Segundo o Wid.world, a agência dirigida por Thomas Piketty (entre outros), os 10% mais ricos do Brasil amealham mais de 55% da renda nacional, o que posiciona o Brasil num seletíssimo grupo de nações com altíssima desigualdade. É uma desigualdade muito superior àquela verificada nos EUA (onde esses top 10% detêm 47% da renda nacional), que é uma nação alicerçada, por várias razões históricas, sobre níveis alarmantes de concentração de renda.
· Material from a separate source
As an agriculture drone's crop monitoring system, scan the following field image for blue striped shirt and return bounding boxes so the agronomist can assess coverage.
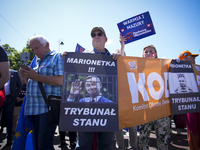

Há outra diferença entre Brasil e EUA. O processo de concentração de renda nos EUA é relativamente recente. Ou melhor, os EUA já viveram situações muito melhores em termos de desigualdade. Na década de 70, por exemplo, os 10% mais ricos dos EUA detinham 33,8%, nível que se manteve mais ou menos estável até meados dos anos 80.

Tanto Europa e EUA viveram as chamadas “três décadas gloriosas”, os anos 50, 60 e 70, quando o nível de desigualdade nessas regiões caiu muito, os salários se valorizam de maneira espetacular e a sociedade assiste a inúmeras vitórias no campo dos direitos civis, políticos e sociais. No mesmo período, a população brasileira vivia sob a tacão da ditadura, com apoio da mesma imprensa que hoje sustenta o golpe de 2016.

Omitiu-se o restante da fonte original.